The presence of God is further referenced in 1 John 4:4. You are of God, little children, and have overcome them because He who is in you is greater than he who is in the world.
Christ is the Greek word for the anointing and the context of the verse has multiple references to the presence and the anointing. Is it possible the phrase ‘spirits of antichrist’ is referring to a spirit that is anti the anointing?
My sense is that when early Christians heard the word “Christ” they were not thinking of its etymology as having to with “anointing” of a king or priest or prophet or othr holy person. They were thinking of Jesus as a person. When they heard “anti-Christ” I think they must have heard “the one who is opposed to Christ.”

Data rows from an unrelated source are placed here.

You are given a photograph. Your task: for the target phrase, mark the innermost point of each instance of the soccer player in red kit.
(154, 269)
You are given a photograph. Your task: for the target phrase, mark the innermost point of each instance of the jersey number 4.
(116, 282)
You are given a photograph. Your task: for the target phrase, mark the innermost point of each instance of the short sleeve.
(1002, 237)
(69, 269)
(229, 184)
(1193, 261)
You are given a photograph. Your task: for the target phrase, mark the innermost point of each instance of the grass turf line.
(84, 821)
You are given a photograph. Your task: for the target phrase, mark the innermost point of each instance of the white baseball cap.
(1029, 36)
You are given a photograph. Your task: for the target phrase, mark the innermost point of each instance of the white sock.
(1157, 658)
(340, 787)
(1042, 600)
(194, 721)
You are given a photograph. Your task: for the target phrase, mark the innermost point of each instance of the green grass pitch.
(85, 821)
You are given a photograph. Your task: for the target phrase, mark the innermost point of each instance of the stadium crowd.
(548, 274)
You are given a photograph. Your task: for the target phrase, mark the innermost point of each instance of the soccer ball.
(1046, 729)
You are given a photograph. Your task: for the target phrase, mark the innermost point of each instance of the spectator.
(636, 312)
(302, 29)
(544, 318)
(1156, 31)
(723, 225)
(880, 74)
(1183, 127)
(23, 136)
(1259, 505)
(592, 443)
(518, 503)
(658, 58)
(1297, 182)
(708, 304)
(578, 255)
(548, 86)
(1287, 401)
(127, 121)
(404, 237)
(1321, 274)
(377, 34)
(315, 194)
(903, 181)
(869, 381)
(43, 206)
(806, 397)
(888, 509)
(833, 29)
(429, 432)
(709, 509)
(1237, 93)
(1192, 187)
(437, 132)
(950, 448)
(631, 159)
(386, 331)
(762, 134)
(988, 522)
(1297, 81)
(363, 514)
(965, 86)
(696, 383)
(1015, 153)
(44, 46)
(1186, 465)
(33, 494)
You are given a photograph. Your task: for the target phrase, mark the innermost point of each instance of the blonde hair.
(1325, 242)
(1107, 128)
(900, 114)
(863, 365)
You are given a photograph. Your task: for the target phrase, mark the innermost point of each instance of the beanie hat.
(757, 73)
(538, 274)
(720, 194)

Quote: “He does, however, say that Christ was actually “born of a woman” (Gal. 4:4), and that does not sound like the sort of thing most docetists would want to claim.” – why do you quote it like that ? Your book says this was a change by scribes from genomenon to gennaomenon. Ginomai + ek does not imply a physical derivation but a channel. The voice of God comes out of heaven (ginomai + ek). Does God’s voice now consist of the material “heaven” ? Clearly not. Docetism is a strawman against heavenly flesh. If you read Yamauchi’s “Crucifiction and Docetic Christologies” paper on Docetism you will find that Docetists were basing their ideas on the (supposed) material immutability of God. As do proponents of Chalcedon. The hypostatic union is actually docetic and it is adoptionism as well (human nature gets personalized by a divine hypostasis that never changes). The Christ came down here on christmas eve (MacArthur, James White, Spurgeon, John Gill, many more). This Son only appeared to be a man. He was really a divine agent who personalized an avatar. He left the human nature at death to go preach in hell for 3 days. Separationist.

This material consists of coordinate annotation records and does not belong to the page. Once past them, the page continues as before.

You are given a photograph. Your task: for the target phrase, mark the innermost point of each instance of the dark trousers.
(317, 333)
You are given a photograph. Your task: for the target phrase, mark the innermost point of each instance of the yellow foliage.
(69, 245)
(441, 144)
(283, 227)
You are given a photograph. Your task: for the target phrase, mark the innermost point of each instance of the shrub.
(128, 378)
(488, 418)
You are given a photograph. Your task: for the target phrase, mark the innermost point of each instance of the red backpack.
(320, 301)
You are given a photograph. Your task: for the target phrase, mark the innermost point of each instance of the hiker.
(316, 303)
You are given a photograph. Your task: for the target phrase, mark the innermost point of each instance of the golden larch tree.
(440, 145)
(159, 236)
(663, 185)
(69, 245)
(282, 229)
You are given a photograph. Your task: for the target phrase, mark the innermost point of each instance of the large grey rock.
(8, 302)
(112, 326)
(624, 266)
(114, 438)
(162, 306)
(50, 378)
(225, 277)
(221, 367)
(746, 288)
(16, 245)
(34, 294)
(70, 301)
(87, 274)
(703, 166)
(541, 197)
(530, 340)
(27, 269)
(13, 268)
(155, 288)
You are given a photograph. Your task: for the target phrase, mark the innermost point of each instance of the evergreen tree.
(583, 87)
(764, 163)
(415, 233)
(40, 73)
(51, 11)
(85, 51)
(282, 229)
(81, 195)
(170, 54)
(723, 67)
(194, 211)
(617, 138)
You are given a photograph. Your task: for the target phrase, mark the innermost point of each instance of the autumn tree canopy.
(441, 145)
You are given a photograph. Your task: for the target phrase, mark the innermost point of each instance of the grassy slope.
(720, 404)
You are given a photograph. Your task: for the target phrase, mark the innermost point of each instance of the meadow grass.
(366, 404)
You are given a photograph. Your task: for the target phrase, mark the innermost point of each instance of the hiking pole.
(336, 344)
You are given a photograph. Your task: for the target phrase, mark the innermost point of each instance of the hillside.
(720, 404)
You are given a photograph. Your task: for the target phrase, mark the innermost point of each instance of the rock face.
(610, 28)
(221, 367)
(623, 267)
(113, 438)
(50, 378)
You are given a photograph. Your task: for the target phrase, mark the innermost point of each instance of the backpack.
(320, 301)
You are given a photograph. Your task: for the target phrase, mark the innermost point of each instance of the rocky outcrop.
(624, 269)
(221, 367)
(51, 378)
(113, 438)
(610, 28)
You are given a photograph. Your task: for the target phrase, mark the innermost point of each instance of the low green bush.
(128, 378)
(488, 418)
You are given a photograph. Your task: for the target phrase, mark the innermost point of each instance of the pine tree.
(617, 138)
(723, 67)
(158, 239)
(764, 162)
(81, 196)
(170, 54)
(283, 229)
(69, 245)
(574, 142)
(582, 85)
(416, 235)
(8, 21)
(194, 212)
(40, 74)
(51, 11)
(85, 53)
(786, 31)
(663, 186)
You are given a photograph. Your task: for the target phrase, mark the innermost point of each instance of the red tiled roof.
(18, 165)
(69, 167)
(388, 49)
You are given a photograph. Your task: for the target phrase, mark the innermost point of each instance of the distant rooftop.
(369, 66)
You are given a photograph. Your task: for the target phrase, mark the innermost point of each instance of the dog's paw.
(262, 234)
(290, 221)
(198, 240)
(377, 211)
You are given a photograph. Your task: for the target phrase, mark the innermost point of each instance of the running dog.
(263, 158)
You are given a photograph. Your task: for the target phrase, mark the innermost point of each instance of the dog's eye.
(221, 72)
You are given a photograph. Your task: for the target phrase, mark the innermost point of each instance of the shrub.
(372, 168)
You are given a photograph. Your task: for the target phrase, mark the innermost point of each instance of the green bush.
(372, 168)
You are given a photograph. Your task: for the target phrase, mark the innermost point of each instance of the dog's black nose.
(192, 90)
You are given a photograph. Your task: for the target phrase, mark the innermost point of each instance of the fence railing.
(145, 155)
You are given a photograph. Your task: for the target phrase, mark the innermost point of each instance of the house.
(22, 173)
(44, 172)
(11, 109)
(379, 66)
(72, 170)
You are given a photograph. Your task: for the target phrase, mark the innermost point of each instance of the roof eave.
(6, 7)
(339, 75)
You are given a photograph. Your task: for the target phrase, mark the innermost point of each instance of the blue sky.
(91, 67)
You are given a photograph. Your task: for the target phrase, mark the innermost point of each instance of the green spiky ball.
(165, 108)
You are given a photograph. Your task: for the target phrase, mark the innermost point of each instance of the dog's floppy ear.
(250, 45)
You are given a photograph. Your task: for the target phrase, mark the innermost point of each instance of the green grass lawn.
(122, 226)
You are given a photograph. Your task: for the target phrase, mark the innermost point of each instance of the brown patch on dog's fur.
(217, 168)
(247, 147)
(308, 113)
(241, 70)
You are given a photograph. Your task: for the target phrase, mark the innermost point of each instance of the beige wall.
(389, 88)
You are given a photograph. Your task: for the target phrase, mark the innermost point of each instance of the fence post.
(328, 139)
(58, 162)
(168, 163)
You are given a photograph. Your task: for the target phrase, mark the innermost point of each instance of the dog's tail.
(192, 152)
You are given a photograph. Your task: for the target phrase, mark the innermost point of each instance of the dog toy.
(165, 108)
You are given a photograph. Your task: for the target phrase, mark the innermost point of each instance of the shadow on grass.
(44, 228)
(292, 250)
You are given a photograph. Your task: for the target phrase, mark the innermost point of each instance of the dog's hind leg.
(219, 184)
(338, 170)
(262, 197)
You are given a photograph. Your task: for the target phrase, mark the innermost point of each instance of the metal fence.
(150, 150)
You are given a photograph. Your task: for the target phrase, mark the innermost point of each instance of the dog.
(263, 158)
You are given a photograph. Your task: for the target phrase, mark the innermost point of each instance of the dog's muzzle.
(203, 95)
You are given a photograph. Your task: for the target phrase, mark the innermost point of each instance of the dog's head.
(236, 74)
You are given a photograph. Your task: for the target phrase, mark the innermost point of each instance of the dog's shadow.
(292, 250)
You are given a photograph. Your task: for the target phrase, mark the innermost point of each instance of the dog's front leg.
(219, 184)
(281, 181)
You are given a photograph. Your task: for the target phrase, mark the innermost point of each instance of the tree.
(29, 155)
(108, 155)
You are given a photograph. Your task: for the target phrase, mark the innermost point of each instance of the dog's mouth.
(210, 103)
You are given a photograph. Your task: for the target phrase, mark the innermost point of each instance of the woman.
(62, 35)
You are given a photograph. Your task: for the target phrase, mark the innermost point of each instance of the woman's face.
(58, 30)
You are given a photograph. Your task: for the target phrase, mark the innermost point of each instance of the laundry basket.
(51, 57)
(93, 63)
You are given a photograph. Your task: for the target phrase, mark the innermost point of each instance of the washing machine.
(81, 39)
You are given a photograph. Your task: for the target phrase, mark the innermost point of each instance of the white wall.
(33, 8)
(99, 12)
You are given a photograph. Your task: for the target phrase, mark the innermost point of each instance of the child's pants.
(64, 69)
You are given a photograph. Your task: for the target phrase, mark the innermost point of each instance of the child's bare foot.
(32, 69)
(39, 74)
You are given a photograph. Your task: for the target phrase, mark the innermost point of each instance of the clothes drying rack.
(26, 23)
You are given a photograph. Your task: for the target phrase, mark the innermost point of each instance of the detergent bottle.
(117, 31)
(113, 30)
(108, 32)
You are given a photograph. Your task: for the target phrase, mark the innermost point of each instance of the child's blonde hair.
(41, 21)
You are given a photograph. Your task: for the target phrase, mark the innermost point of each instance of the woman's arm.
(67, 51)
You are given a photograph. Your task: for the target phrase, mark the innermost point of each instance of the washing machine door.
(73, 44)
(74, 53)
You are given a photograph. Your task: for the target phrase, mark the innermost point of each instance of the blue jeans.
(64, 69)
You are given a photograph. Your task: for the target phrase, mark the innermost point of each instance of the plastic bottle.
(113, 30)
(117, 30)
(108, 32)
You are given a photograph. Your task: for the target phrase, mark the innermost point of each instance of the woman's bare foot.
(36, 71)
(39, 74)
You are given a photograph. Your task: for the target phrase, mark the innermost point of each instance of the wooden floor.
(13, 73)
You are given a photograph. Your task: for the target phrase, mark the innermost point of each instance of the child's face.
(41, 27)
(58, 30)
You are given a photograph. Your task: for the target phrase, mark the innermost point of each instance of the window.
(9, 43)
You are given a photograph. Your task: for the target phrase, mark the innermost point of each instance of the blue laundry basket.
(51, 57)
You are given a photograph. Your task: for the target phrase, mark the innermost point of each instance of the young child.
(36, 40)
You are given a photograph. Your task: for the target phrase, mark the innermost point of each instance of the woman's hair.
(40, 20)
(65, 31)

I think a lot of fourth-century theologians, and modern scholars who study them, would be scratching their heads to hear themselves escreibes as both docetic and adoptinist. And yes, I have read Yamauchi’s paper. It was pretty good but not the most important thing on the topic. As to gignomai, you probably know, since you appear to know Greek, that Baur-Arndt-Gingrich-Danker gives “born” as the first definition, as, more important, does Liddell-Scott and the New Cambridge Lexicon — with, of course, plenty of classical examples.

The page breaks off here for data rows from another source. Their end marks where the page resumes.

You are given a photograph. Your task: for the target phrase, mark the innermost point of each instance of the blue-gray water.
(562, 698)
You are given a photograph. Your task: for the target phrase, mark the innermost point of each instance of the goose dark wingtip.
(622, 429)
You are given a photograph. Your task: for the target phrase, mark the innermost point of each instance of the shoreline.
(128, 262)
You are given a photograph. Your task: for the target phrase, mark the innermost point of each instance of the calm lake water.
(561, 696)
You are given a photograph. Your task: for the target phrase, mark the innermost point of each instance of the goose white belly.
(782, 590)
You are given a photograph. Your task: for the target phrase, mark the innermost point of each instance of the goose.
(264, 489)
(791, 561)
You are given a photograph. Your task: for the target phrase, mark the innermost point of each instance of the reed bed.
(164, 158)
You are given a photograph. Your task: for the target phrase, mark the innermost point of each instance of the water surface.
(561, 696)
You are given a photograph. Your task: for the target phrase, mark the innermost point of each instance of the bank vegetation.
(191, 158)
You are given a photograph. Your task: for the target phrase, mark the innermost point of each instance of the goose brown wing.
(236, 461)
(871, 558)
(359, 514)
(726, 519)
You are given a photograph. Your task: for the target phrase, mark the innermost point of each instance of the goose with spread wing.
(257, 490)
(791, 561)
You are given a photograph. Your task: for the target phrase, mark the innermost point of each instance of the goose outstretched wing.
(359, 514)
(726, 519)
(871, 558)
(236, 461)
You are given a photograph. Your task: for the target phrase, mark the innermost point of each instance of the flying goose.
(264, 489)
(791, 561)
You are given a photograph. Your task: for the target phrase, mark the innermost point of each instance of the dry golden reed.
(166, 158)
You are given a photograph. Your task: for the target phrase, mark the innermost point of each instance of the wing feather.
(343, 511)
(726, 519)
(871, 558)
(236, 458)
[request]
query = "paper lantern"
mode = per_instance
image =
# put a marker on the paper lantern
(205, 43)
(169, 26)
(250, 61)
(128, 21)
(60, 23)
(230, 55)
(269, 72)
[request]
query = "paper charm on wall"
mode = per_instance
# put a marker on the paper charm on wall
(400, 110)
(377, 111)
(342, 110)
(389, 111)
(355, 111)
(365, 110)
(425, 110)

Letˋs stick with the example: “Ginomai + ek”. According to you, scribes were seeking to change this in order to stress the birth of the seed of David respectively the birth of a woman. So that was actually your own reasoning.. “Classic examples” from philosophers or from the bible ? – I named an example from Luke 3:22. What do you make of Luke 3:22 ? Quote from your book (Rm 1:3): “the change was a matter of the substitution of a word in the versions and of a few simple letters in Greek (from genomenon to gennaomenon), so that now the text speaks not of Christ “coming from the seed of David ” but of his “being born of the seed of David.” – as for theologians, we knew how skewed their ability to reason is. Dogmatism kills reasoning. Fact is: God, the Son (which does not exists in the first place) gave the enhypostasis to the human nature, which was an anhypostasis. No conversion took place, no mixture. That is a real man ? Come on. It is not “becoming” either but “taking on”. If I “take on” my jacket, I am not the jacket.